The opinion of the court was delivered by: LACEY
Plaintiff Mary Franklin filed an application for disability insurance benefits on November 28, 1980, and for Supplemental Security Income (SSI) on November 30, 1984. Plaintiff claimed a disability as of July 1976 due to "arthritis, orthopedic, hypertension, cardiovascular, neurological, neuropsychiatric, opthalmological [ sic ]." The application was denied initially and on reconsideration. A hearing was held on November 15, 1981. The ALJ, in a decision dated November 19, 1982, found that plaintiff's insured status had expired on June 30, 1980, and that prior to January 1982 plaintiff had not suffered any impairment or impairments which significantly limited her ability to perform basic work-related functions. In addition, the ALJ found that after January 1982 the severity of plaintiff's impairments equalled the requirements of section 10.10 A, Subpart P, Appendix 1, Regulations No. 4, and that such impairments would preclude her from working for at least twelve months. Thus, plaintiff was found to be entitled to SSI benefits after January 1982, but was denied SSI benefits for any prior time period.
Disability insurance benefits were denied entirely because of the ALJ's finding that the disability period did not commence until after plaintiff's insured status had expired. The Appeals Council confirmed the ALJ's decision of the Secretary. Plaintiff now seeks review of the Secretary's decision under Section 205(g) of the Social Security Act, 42 U.S.C. § 405(g). Specifically, plaintiff disputes the ALJ's decision with respect to the date of onset of the disability.
The earliest medical evidence of record consists of a battery of five reports resulting from medical examinations conducted between August 9, 1979, and September 4, 1979.

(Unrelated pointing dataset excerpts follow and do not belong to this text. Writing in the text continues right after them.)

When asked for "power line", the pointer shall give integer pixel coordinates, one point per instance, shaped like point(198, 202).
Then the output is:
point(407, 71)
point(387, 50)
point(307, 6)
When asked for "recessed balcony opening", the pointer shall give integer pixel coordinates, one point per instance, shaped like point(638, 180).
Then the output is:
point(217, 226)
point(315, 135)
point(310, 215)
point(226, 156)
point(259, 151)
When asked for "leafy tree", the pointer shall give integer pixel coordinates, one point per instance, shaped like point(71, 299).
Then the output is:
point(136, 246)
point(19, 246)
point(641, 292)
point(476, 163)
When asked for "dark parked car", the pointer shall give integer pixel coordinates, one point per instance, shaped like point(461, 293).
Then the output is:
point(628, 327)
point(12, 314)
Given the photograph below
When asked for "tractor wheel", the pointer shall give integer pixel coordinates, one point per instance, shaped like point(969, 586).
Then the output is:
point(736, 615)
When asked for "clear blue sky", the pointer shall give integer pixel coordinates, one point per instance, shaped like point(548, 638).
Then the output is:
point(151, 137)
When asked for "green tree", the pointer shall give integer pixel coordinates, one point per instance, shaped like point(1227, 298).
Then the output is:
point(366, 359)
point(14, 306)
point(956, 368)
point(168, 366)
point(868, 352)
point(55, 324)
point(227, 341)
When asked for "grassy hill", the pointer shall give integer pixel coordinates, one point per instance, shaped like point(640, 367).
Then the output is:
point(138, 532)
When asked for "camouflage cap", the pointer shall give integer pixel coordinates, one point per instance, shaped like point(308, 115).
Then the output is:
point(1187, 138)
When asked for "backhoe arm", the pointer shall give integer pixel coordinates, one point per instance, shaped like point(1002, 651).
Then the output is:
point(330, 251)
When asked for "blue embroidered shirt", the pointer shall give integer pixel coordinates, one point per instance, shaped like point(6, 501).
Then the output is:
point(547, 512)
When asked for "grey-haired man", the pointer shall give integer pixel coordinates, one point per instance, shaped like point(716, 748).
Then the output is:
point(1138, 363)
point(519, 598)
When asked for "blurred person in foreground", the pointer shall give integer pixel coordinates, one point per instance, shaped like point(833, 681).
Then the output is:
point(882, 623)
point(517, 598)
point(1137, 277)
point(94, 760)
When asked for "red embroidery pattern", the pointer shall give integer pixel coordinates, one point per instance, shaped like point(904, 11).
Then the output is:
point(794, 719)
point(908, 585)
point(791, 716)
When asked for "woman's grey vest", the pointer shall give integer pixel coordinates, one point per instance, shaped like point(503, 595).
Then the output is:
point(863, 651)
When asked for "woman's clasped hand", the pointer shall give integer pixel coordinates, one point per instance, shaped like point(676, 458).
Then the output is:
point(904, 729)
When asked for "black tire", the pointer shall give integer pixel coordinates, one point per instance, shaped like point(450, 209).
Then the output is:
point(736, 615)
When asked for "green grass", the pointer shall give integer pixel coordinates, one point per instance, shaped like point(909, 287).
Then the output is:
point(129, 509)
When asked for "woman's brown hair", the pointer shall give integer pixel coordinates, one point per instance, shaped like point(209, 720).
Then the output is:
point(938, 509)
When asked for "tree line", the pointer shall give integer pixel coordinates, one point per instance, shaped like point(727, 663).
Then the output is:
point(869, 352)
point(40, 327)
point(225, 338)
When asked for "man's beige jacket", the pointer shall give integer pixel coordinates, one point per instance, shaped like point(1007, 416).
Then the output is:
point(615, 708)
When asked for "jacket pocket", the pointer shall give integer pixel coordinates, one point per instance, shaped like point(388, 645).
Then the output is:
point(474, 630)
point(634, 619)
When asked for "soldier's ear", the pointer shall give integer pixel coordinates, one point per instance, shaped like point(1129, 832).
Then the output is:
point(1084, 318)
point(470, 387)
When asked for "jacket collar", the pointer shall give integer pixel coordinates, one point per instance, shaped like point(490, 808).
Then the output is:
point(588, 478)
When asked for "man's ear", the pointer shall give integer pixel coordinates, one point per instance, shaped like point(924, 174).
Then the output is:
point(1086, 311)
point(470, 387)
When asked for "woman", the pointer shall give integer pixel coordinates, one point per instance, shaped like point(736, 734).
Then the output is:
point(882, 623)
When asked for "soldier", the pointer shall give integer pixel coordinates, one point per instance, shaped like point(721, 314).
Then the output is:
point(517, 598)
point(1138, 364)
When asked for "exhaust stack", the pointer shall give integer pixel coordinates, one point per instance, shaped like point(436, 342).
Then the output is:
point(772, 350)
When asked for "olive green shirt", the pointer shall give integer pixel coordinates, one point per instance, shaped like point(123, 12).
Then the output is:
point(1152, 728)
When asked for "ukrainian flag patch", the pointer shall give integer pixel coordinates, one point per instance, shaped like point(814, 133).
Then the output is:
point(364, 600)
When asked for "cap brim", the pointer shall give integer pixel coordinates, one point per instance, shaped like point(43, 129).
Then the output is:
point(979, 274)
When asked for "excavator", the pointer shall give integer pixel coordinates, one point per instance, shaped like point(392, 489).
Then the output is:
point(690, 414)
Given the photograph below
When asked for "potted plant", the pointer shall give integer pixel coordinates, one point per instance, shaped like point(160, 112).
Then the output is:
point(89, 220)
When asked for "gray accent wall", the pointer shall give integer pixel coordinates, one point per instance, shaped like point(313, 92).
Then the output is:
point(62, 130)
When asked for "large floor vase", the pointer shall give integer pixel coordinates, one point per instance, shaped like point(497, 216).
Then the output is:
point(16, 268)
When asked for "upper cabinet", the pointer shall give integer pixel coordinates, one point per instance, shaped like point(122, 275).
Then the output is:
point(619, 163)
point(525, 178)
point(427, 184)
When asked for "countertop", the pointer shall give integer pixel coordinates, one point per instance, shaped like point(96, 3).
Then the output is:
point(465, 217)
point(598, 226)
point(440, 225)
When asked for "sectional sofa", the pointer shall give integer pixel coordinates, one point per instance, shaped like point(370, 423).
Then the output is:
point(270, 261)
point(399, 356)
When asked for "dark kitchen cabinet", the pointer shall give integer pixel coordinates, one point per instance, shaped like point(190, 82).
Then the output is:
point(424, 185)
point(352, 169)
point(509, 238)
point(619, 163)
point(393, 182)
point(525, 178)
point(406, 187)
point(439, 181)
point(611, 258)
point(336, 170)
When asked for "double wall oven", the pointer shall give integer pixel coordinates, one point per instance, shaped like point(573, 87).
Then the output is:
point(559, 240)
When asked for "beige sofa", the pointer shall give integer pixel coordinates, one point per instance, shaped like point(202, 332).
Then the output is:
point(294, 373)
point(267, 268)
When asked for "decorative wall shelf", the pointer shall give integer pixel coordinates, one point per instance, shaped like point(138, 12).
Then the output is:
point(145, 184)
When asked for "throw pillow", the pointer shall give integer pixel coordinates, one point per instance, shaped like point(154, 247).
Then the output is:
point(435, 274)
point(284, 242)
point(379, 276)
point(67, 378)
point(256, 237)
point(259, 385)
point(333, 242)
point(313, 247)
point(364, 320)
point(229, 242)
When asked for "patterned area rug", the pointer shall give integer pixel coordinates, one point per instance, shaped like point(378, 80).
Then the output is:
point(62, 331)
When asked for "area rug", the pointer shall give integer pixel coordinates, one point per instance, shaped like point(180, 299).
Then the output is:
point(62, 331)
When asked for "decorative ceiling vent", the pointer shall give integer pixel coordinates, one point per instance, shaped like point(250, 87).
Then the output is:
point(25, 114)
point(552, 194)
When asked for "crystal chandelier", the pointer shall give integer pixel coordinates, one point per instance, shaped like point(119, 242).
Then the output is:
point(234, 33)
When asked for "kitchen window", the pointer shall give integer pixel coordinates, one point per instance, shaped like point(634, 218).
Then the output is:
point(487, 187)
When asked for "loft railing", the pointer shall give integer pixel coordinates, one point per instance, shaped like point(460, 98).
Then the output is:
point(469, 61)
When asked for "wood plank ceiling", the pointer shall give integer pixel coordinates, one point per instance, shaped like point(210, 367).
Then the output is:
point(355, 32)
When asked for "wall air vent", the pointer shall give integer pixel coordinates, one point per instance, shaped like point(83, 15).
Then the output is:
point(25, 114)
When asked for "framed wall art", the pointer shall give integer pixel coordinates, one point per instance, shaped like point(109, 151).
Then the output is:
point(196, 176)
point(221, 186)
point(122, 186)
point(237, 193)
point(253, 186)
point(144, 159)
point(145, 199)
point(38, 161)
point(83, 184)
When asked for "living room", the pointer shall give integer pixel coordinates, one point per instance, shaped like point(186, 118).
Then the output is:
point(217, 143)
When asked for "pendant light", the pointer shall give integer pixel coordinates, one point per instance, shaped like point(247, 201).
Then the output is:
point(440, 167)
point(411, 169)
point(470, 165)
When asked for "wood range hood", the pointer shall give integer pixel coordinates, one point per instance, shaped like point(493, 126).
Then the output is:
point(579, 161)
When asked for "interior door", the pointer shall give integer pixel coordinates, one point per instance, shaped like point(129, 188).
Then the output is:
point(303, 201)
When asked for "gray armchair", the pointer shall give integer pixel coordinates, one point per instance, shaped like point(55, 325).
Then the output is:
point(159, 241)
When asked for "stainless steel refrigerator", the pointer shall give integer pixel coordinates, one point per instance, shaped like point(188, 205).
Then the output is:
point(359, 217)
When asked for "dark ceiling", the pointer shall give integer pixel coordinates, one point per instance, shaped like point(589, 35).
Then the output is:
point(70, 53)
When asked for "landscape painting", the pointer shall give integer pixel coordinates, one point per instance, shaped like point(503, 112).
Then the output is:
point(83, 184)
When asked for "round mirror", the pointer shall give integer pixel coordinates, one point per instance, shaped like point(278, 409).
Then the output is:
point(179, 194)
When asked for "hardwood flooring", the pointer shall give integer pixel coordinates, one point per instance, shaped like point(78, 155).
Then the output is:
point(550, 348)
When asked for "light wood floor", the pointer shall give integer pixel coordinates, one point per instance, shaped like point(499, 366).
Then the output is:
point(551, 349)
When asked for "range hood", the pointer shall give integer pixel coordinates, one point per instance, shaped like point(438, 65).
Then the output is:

Dr. Pollock, a psychiatrist examined plaintiff on August 9, 1979. He found hyperactive deep tendon reflexes, tremors of the eyelids, tongue and fingers, depression of corneal and pharyngeal reflexes, and a moderately positive Romberg test. He diagnosed "neurological residuals of exposure to noxious fumes, dust and loud noise and traumatic anxiety psychoneurosis, also sciatic neuritis. . . ." Dr. Pollock also noted that plaintiff was 61 inches tall, weighed 222 pounds, and had blood pressure of 130/80, and that she "appeared nervous and worried." He estimated a 100 percent disability.
Dr. Ahmad, an orthopedist, examined plaintiff on August 14, 1979. He diagnosed plaintiff as suffering from cervical and lumbosacral sprain, and varicose veins. He found that flexion of both the cervical spine and the knees was restricted by five degrees. There were spasms in the paravertebral region of the cervical spine, the trapezius muscles, and the buttock areas. Movements of the low back were restricted in flexion by twenty degrees; extension and lateral bending was restricted by ten degrees. There was difficulty in squatting and while standing on the toes and on the heels. There was tenderness in both knees as well as in the lumbosacral region. Varicose veins were also present. He estimated a 100 percent disability.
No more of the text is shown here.